Step 1: Center the secondary under the focuser and make it round by rotating the oval until it appears round. This is typically done once, and not again until the mirror is removed for cleaning. The tool to use is a sight tube, or, if you can hold your head steady enough, the focuser by backing your head away a few feet until you see the inside diameter of the focuser *just* larger than the outline of the reflective surface of the secondary. When these are concentric, you're done here.
Step 2: using a single beam laser, or a sight tube, angle the secondary to put the beam in the center of the primary (laser) or the centermark behind the crosshairs (sight tube). Go back to step one to see if the secondary moved. If so, repeat step one and step two as many times as necessary until both agree at the same time.
Step 3: using a barlowed laser (or a Blug), or a cheshire, or a Krupa collimator, align the primary to the optical axis. If the movement was more than a tiny bit, repeat step two to see if there is any movement. If so, repeat step two and three again until both agree at the same time.

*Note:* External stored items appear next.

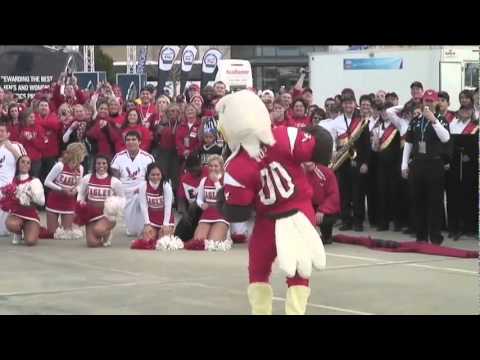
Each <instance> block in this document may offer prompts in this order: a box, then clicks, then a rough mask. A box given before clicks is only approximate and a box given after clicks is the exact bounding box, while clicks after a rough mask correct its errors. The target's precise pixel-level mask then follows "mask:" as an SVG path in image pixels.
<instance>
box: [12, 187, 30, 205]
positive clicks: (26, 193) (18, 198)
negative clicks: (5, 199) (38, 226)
mask: <svg viewBox="0 0 480 360" xmlns="http://www.w3.org/2000/svg"><path fill="white" fill-rule="evenodd" d="M30 193H31V188H30V184H29V183H26V184H20V185H18V186H17V189H16V190H15V196H16V197H17V199H18V201H20V204H21V205H23V206H29V205H30V196H29V194H30Z"/></svg>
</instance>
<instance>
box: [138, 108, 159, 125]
mask: <svg viewBox="0 0 480 360" xmlns="http://www.w3.org/2000/svg"><path fill="white" fill-rule="evenodd" d="M137 110H138V112H139V113H140V119H141V120H142V125H143V126H147V127H148V126H149V125H150V122H151V121H152V119H153V117H154V116H155V114H156V112H157V109H156V108H155V105H154V104H149V105H143V104H142V105H138V106H137Z"/></svg>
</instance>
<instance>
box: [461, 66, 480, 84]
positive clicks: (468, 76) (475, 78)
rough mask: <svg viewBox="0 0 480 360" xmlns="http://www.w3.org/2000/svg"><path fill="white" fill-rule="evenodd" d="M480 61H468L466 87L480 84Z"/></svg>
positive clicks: (465, 70)
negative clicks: (470, 61)
mask: <svg viewBox="0 0 480 360" xmlns="http://www.w3.org/2000/svg"><path fill="white" fill-rule="evenodd" d="M478 72H479V64H478V63H468V64H466V65H465V83H464V87H472V88H476V87H477V86H478Z"/></svg>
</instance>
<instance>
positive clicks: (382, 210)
mask: <svg viewBox="0 0 480 360" xmlns="http://www.w3.org/2000/svg"><path fill="white" fill-rule="evenodd" d="M378 121H379V122H378V126H377V127H376V128H375V129H374V131H375V132H376V138H377V139H378V142H376V143H375V148H376V151H377V160H378V164H377V165H378V167H377V174H376V176H377V179H376V185H377V196H376V200H377V212H376V215H377V224H378V230H380V231H384V230H388V225H389V222H390V220H393V221H394V224H395V228H396V229H397V230H399V228H400V210H401V209H400V207H399V206H398V199H399V196H398V187H399V181H400V177H401V174H400V159H401V153H400V135H399V131H398V130H397V128H396V127H395V125H393V124H392V123H391V122H390V121H388V120H384V119H382V118H380V119H379V120H378Z"/></svg>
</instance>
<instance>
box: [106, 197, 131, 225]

To all intents and purposes, you can stop here. When all steps agree, then the return beam of the single beam laser should return to its source. You don't use this to collimate originally because there are many tilt solutions for the secondary and primary that can return the beam to its source that are not correct collimation, but once the scope is collimated, the return beam should return to its source.

At this point, if the laser wanders on the primary mirror when the scope moves up and down, something somewhere is moving. It could be flex in the truss poles, but more likely it is elsewhere--the screws, the spider tightness, the focuser, etc.
But, no matter where it is, it can be tracked down and, if not eliminated, tamed to insignificance.

The autocollimator, at this point, can be used to collimate even more exactly. Some would argue that it's not necessary. Probably true, since, if the previous steps all show good agreement to your ability to discern the details, you are probably within tolerances. But if you want to collimate more exactly, the autocollimator can do so. If it shows no errors at all, it was the final arbiter of collimation. But, more likely, it will show that a further accuracy is possible.

But say you see no collimation movement with the earlier steps. Does that mean you will not see collimation movement with the AC? No. It is incredibly sensitive, displaying changes with movement in the low thousandths of an inch. You can be assured that if you see no movement in the AC with altitude change, there is none to speak of.

If, at a future date, you decide to get a Paracorr to eliminate coma, then you should definitely invest in an autocollimator. Until then, just be careful with steps 1-3 and I think you'll be fine.

If there are some design issues in GSO scopes that result in collimation changes with altitude, but are easily fixed by $0.50 of parts from Home Depot, I don't regard that as a design flaw. It's probably due to an economy in manufacturing. No big deal.